Старик с усилием поднялся на ноги:
— Я их почти все сжег. Сохранились одно или два, которые были написаны до того, как он превратился в злобное животное. Но, как говорится, это у него в крови.
Ноуэл подозревал, что Ричардс озлобился, когда отец учил его уму-разуму, а не унаследовал это качество от матери, хотя, конечно, не сказал этого.
Мистер Ричардс принялся копаться в огромной куче бумажек на одном из столов и, найдя то, что искал, вернулся в свое кресло.
— Вот оно, держите.
Взяв письмо, Ноуэл внимательно просмотрел текст. Да, почерк идентичен тому, которым были написаны монографии Черного Епископа. В сочетании с тем, что теперь ему было известно о местонахождении Ричардса во время войны, Пакстон получил требуемое доказательство.
— Вы говорите, что он недавно писал вам?
— Одно письмо я получил всего лишь вчера, но уже сжег его. Судя по всему, ему отчаянно нужны деньги, но он всегда умел говорить убедительно. Именно поэтому я сжигаю его письма.
А Ровена бережно хранит их, подумал Ноуэл, испытав укол ревности. Конечно, больше она этого делать не будет.
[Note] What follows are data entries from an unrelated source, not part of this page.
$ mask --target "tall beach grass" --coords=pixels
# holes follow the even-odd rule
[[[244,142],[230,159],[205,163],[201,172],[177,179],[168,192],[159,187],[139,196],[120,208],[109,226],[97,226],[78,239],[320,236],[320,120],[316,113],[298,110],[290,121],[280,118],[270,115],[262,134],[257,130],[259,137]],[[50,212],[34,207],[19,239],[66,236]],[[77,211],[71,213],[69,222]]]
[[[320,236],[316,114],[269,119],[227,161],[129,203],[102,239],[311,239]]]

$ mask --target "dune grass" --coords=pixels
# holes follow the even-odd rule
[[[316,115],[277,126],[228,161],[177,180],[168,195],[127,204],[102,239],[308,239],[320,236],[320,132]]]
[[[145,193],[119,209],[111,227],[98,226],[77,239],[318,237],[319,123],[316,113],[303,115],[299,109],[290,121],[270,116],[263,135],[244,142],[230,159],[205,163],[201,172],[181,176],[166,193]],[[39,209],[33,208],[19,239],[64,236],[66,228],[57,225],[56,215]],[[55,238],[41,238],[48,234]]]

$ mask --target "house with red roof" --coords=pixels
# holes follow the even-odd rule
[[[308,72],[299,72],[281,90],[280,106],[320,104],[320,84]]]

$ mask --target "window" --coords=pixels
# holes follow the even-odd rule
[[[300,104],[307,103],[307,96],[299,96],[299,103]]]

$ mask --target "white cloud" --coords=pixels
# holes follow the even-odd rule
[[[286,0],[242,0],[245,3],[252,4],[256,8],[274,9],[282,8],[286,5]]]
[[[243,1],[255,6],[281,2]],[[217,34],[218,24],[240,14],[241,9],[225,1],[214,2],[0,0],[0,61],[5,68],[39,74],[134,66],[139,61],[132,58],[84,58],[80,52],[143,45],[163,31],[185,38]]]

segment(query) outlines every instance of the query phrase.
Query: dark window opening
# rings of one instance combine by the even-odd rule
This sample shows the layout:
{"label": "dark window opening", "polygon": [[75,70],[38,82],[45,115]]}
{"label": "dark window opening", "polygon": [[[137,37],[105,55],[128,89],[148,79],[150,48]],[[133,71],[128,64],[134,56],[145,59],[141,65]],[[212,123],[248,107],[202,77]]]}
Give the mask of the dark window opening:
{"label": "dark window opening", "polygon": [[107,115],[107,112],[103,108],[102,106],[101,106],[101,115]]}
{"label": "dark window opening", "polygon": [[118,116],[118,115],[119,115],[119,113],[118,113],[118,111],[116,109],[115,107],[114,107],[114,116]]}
— Он говорил о чем-нибудь еще в последнем письме? — спросил Пакстон. — О том, например, что планирует делать? Старик покачал головой:
— Нет, просто высокопарная болтовня о том, что судьба и будущее Англии зависят от него. У него всегда было гипертрофированное чувство собственной значимости, сколько бы я ни пытался внушить ему обратное.
— Благодарю вас, мистер Ричардс. — Ноуэл поднялся на ноги. — Вы мне очень помогли. Не думаю, что сын будет и дальше вас беспокоить. Вы позволите мне взять это письмо?
— Делайте что хотите, лишь бы этот мерзавец Лестер получил по заслугам. Только уж позаботьтесь, чтобы все знали, что я не виноват в том, что он таким уродился. Во всем виновата проклятая французская наследственность.
— Именно так, — сказал Ноуэл, которому не терпелось поскорее уйти от этого жалкого старика. — До свидания, сэр.
Засунув письмо в нагрудный карман, Пакстон взял свою шляпу и вышел из дома к поджидавшему его экипажу.
— Мы наскоро перекусим на постоялом дворе, а потом отправимся в обратный путь, — сказал он молодому кучеру. Низко нависшие тучи не обещали скорого прекращения дождя, что, конечно, замедлит их возвращение, однако Ноуэл все-таки успеет, наверное, добраться до Лондона к вечеру.